The young woman sat out on the porch again with a bowl of ramen in front of her, watching storm clouds gather overhead. She stayed under the safety of the shrine's overhanging roof as the first drops speckled the ground in front of her.

"It smells nice," Mayoke muttered aloud. Everything was blue and gray, with the green of the forest beginning about fifty meters from the shrine. On the other side of the shrine there was the bad dirt road- it would be muddy now- that led down the mountain into town. Everything seemed perfectly all right, but... Mayoke had an odd feeling. Her uncle said these would become
normal after a while, and was obvious evidence of her future as a Miko of the Hitzugashi family shrine. Mayoke wasn't sure she wanted to feel like a bug was climbing up her back for the rest of her life- and that was what it felt like. At least you could squish bugs. Looking around as the rain fell harder, Mayoke had the oddest feeling that she'd left something out i n the rain, out by the shed.

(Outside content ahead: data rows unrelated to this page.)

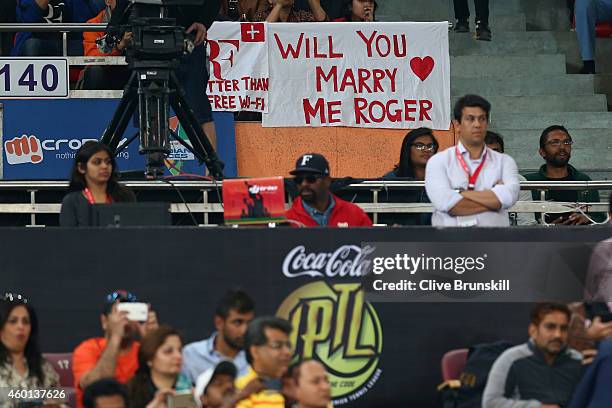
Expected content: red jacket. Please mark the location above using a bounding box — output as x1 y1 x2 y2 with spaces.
286 195 372 227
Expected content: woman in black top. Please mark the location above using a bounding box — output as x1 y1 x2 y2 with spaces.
379 127 440 225
60 141 136 227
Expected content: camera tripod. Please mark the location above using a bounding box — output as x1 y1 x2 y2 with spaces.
100 20 223 179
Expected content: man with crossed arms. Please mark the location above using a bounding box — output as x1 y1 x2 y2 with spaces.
425 95 520 227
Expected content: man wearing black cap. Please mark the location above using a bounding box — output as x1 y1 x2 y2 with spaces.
72 290 158 408
287 153 372 227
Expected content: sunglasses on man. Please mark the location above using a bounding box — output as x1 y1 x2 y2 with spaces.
293 174 323 186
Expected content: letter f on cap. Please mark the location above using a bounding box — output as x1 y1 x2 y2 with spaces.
300 154 312 166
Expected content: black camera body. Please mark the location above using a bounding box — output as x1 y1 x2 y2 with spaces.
126 17 193 68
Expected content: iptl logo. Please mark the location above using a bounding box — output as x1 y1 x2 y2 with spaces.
277 281 382 398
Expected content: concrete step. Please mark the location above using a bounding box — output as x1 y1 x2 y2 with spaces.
549 31 612 74
594 74 612 111
522 0 570 31
491 112 612 129
449 31 559 56
452 95 608 114
378 0 523 18
451 75 594 96
376 11 527 31
489 13 527 31
451 54 565 79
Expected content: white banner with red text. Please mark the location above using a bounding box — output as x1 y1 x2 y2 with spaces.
206 21 269 113
208 22 451 130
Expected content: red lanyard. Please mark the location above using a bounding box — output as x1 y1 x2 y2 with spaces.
455 146 487 190
83 187 113 204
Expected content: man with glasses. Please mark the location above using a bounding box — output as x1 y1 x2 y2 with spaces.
72 290 158 408
236 316 293 408
183 290 255 383
293 360 332 408
482 302 589 408
286 153 372 227
525 125 605 225
425 95 520 227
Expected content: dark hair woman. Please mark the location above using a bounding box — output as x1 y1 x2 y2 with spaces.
128 326 191 408
379 127 439 225
334 0 378 22
0 293 59 408
60 141 136 227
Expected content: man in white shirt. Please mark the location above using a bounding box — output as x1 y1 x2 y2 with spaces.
425 95 520 227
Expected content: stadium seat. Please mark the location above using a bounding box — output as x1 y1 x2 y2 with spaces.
442 348 469 381
43 353 74 387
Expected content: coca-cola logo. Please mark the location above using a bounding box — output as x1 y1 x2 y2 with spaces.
249 184 278 194
283 245 376 278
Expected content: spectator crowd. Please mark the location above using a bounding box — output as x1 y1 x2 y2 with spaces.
0 290 612 408
0 290 331 408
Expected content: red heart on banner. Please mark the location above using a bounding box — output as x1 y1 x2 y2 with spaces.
410 57 435 81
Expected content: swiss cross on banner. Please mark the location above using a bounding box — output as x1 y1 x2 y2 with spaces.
240 23 266 42
208 22 451 130
206 21 269 113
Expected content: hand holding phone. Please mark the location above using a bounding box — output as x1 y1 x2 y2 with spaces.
117 302 149 322
166 390 198 408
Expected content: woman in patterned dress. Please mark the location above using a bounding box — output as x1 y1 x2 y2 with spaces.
0 293 59 408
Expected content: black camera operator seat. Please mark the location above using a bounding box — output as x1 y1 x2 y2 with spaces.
101 0 223 179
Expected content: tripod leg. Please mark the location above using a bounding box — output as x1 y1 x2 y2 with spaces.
170 72 223 179
100 72 137 154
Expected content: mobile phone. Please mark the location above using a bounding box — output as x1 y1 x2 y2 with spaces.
117 302 149 322
584 302 612 323
262 378 283 391
166 390 198 408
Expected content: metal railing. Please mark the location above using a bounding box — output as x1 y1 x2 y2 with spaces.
0 23 106 57
0 180 612 226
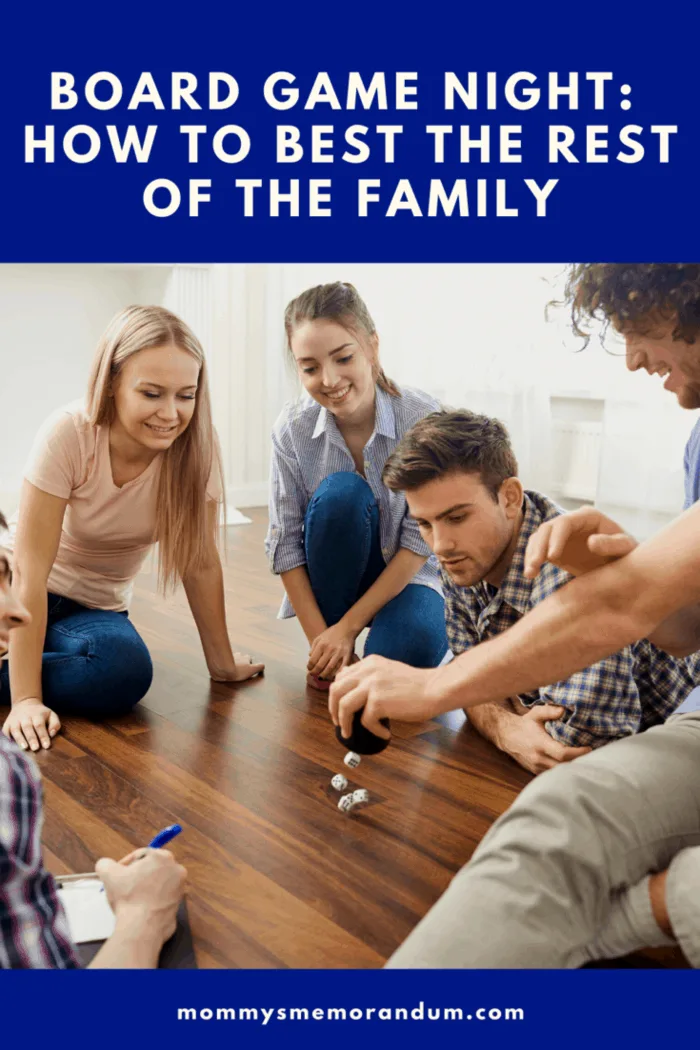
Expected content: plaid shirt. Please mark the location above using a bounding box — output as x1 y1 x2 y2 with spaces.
441 491 694 748
0 733 79 969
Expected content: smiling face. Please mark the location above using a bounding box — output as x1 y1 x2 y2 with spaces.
406 473 523 587
290 320 377 422
112 347 199 452
623 319 700 408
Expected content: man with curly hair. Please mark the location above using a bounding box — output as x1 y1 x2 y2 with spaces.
328 264 700 968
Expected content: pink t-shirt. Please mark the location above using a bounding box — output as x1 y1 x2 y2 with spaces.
7 402 221 611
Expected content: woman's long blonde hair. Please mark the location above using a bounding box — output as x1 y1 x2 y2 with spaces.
86 306 224 591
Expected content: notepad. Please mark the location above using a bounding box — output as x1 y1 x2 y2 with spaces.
58 878 115 944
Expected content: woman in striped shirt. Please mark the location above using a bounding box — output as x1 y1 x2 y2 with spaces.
266 281 447 689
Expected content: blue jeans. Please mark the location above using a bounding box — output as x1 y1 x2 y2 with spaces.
304 473 448 667
0 593 153 718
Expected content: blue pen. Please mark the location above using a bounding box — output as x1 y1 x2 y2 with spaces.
148 824 183 849
100 824 183 894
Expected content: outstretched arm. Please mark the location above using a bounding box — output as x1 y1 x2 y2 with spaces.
330 505 700 736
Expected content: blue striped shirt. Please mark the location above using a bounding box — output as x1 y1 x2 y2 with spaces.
264 386 442 620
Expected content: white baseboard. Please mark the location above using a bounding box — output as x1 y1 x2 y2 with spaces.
226 481 268 507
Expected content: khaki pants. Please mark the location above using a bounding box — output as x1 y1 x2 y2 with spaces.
386 711 700 969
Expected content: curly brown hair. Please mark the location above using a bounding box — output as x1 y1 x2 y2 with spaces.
565 263 700 343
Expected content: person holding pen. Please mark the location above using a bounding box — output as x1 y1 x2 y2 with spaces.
266 281 448 689
0 515 187 969
0 306 263 751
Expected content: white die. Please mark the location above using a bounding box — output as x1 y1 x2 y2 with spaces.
338 795 355 813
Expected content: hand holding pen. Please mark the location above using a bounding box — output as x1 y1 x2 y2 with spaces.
100 824 185 893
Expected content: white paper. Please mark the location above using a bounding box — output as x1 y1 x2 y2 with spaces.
58 879 115 944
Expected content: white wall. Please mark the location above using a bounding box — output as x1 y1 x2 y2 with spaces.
0 264 697 536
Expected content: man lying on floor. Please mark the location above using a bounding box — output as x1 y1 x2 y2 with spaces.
0 515 187 969
383 412 694 773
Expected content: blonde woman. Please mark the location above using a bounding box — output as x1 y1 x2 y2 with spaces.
0 307 263 751
266 281 448 690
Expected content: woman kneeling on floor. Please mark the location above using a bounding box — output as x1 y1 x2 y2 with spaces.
266 281 448 689
0 307 262 751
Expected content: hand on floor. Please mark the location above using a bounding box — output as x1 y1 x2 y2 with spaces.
2 696 61 751
496 704 591 773
306 653 360 693
306 621 357 680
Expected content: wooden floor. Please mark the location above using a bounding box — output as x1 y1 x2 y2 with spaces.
39 509 688 968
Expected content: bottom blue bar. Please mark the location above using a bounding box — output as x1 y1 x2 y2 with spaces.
0 969 700 1050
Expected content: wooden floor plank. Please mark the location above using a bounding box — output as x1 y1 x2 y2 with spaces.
38 509 678 969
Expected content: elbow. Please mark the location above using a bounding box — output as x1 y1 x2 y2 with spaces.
599 579 660 649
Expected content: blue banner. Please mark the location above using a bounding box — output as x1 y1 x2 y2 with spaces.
2 970 697 1050
5 2 700 263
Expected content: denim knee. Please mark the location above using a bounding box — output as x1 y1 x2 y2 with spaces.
307 470 377 522
99 631 153 714
64 630 153 717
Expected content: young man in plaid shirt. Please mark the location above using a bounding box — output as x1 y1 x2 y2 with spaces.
0 515 186 969
383 412 694 773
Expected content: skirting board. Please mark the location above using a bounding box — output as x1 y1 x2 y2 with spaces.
226 481 269 510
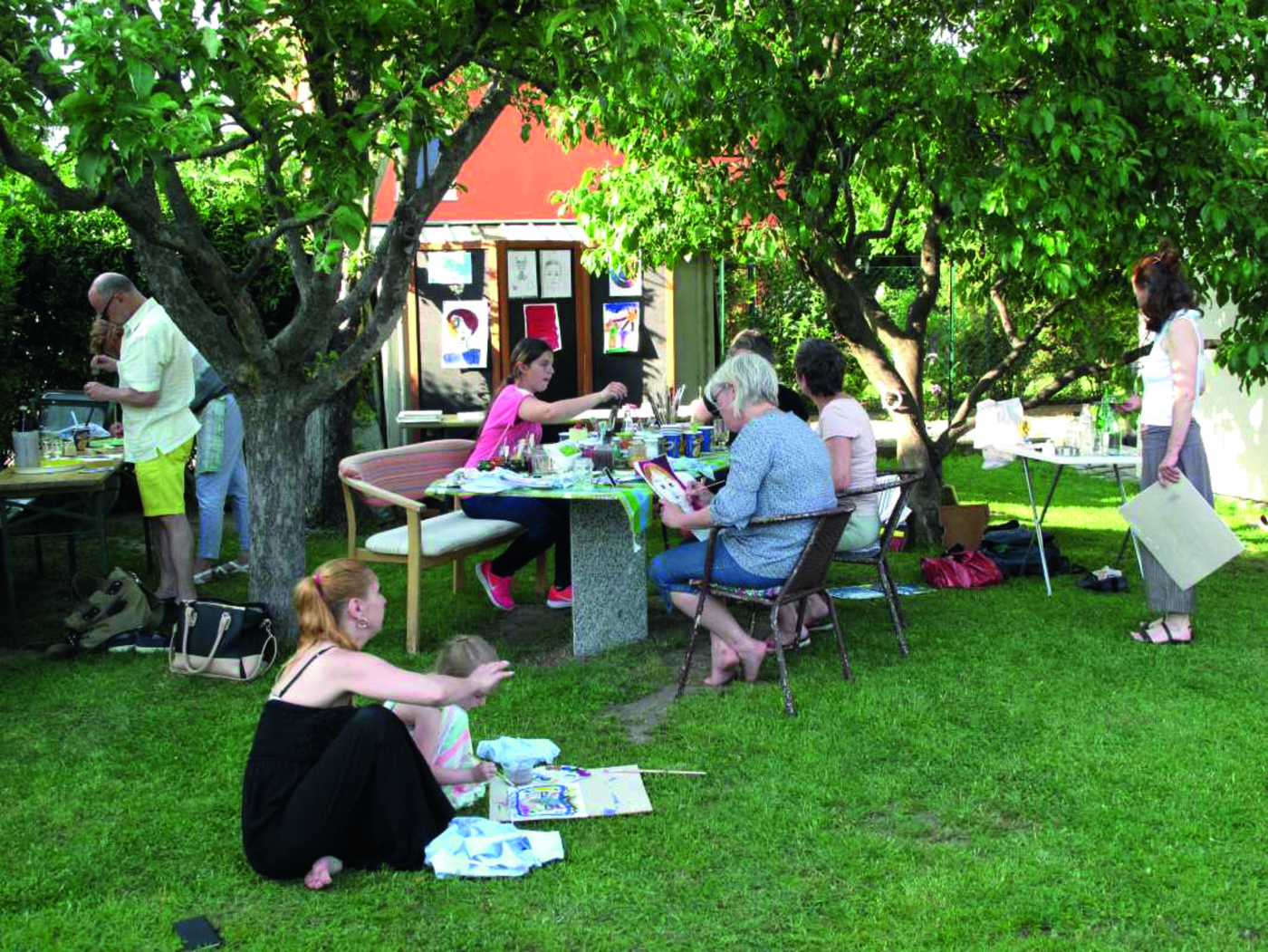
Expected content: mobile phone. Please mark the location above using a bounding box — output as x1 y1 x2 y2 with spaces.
174 915 221 952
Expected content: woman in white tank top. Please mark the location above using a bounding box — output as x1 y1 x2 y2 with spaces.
1119 245 1214 645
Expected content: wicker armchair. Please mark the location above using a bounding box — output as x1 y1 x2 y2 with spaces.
677 504 855 716
339 440 545 654
828 469 925 658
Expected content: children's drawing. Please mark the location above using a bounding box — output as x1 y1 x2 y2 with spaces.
427 251 472 285
440 301 488 370
524 304 563 350
507 782 583 820
539 248 572 298
603 301 639 353
608 270 643 298
506 248 538 298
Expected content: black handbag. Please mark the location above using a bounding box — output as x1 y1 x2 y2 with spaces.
168 600 278 681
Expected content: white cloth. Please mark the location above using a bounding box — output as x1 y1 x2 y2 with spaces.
424 816 563 880
120 298 197 463
1138 311 1206 428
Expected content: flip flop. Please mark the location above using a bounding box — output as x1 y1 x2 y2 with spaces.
1129 620 1193 645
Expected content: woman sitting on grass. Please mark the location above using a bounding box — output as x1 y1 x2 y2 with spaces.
242 559 511 889
648 352 837 688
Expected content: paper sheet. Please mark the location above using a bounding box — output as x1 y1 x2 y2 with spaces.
1119 474 1244 588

"That's stupid," She muttered. "I don't even go out to the shed. Besides, it's raining and only a real fool would go out to the shed like this. It's too far away." Still, the feeling persisted. Maybe this was something that shouldn't get wet? Mayoke wondered for a moment if her powers as a Miko were manifesting like this, but decided she didn't want to know. She wasn't moving.

It was very, very wet. Mayoke looked down, and realized her feet had moved without her volition and that she was now about ten meters from the shed, and it was a five-minute walk! The mud was the only thing that kept Mayoke from sitting down right then and there. That and the idea that maybe the shed would be shelter until the rain let up.